La bibliothèque libre.



DCCXLVII

À SON ALTESSE LE PRINCE NAPOLÉON (JÉRÔME),
AU CAMP DE CHÂLONS


Nohant, 18 août 1870.


Mon ami,

Maurice voulait ce soir aller vous trouver. Il est dans une agitation extrême, comme nous tous. Si vous étiez à Paris, il y courrait ; je le retiens, en lui disant que, là où vous êtes, il ne ferait que vous gêner ; peut-être vous attrister au milieu de vos préoccupations. Mais ce qu’il trouvait urgent de vous dire, je peux bien vous l’écrire. Ce sera même plus tôt fait. Je crois que c’est inutile, que vous le savez mieux que nous ; mais le devoir des vrais amis est de dire quand même.

Quel que soit le sort de nos armes, et j’espère qu’elles triompheront, l’Empire est fini, à moins de se maintenir par la violence, s’il le peut. Je m’abstiens ici de toute opinion, de toute réflexion ; je vous dis le fait comme je le vois. Désaffection complète, fureur et désespoir de ceux qui ont voté le plébiscite.

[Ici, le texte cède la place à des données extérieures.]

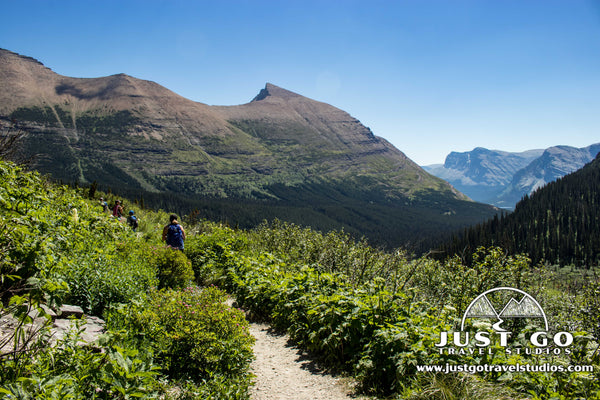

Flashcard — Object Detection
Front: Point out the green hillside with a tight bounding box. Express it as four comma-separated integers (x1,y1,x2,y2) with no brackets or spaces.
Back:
443,152,600,267
0,49,498,252
0,161,600,400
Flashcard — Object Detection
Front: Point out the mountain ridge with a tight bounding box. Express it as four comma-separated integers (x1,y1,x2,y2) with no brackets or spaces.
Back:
0,50,496,248
423,143,600,209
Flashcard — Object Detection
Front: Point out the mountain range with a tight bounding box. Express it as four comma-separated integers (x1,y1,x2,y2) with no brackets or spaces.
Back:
0,50,497,246
436,150,600,268
423,143,600,209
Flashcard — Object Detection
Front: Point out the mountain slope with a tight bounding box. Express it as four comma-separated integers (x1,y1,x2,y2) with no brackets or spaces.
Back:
495,143,600,206
443,154,600,266
0,50,495,248
423,144,600,209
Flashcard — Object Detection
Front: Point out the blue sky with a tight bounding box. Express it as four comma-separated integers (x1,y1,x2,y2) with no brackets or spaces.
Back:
0,0,600,165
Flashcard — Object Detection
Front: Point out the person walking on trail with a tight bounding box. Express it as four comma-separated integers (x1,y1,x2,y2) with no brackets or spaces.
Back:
127,210,140,232
162,214,185,250
100,197,109,213
113,200,123,220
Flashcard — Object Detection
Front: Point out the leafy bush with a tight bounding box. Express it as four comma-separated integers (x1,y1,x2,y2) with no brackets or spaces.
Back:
0,322,163,400
109,287,254,381
152,248,194,288
185,224,247,286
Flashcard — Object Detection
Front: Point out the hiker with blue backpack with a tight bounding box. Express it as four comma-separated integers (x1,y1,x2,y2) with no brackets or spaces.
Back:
163,214,185,250
127,210,140,232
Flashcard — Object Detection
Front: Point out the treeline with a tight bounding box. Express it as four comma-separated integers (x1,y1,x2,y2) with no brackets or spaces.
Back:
100,181,493,255
441,152,600,266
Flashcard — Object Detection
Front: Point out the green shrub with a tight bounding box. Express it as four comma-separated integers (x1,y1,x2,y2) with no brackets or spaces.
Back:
0,328,163,400
185,225,247,286
110,287,254,382
152,248,194,288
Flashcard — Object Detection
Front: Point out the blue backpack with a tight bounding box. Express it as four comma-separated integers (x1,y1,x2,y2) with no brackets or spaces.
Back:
167,224,183,249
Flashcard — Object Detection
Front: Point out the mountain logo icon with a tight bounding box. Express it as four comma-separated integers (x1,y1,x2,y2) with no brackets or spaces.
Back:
460,287,548,331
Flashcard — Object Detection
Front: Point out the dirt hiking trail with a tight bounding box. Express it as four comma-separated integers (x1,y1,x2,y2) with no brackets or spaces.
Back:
250,323,366,400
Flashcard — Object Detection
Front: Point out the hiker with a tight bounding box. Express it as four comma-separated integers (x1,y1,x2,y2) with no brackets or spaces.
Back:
100,197,108,213
113,200,123,220
127,210,139,232
162,214,185,250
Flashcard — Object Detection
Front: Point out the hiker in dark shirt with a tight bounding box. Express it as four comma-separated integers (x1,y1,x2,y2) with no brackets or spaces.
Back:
162,214,185,250
127,210,140,232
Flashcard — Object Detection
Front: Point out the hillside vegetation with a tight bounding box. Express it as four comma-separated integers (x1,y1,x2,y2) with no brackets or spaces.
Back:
0,158,600,399
0,49,498,251
443,152,600,267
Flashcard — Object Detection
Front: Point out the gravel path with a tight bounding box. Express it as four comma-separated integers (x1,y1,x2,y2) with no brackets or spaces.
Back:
250,323,366,400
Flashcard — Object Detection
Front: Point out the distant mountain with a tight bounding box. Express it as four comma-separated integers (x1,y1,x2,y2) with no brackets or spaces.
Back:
494,143,600,207
440,151,600,267
423,144,600,209
0,50,496,245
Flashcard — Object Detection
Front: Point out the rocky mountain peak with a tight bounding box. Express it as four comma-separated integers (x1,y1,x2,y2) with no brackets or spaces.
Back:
252,83,302,102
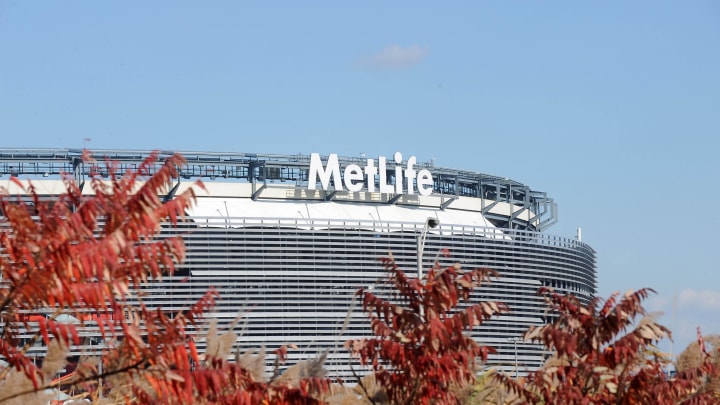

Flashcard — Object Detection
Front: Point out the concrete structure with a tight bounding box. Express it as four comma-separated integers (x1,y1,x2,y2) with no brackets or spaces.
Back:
0,149,597,377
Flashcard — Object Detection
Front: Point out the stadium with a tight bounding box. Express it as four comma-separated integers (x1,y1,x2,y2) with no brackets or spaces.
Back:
0,149,597,377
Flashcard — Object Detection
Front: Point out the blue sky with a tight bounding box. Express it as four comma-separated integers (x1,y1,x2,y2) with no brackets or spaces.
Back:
0,0,720,352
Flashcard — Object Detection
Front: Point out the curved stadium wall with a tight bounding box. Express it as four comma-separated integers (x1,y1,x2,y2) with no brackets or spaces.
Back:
0,149,597,377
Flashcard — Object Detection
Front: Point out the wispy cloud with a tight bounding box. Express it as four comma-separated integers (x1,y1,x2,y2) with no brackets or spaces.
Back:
363,45,430,69
678,288,720,310
645,288,720,354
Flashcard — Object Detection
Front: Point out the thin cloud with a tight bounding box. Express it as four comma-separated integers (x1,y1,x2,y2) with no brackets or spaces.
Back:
678,288,720,310
364,45,430,69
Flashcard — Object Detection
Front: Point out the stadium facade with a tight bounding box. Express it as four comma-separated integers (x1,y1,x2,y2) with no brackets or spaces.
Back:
0,149,597,377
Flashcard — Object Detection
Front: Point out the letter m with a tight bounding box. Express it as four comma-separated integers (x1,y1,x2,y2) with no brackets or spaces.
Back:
308,153,343,191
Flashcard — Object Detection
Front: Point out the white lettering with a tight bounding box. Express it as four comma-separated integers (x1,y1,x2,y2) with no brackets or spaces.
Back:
405,156,417,194
308,152,433,196
345,165,365,192
417,169,432,195
378,156,395,193
365,159,377,193
308,153,342,191
395,152,402,194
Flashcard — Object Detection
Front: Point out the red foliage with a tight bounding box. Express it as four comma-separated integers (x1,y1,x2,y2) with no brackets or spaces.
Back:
347,251,507,404
498,288,718,404
0,154,328,404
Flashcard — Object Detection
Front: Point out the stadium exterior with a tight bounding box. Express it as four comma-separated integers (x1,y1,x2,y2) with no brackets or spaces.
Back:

Ceux qui ne l’ont pas voté sont les plus modérés. Ils disent qu’ils avaient prévu la guerre. Les autres, qui n’y comptaient pas et qui votaient par crainte des troubles, se voient lésés dans leur quiétude, dans leurs affections de famille, dans leurs intérêts. Ils prévoient un monstrueux surcroît d’impôts à la suite d’une saison désastreuse. Voilà pour la campagne.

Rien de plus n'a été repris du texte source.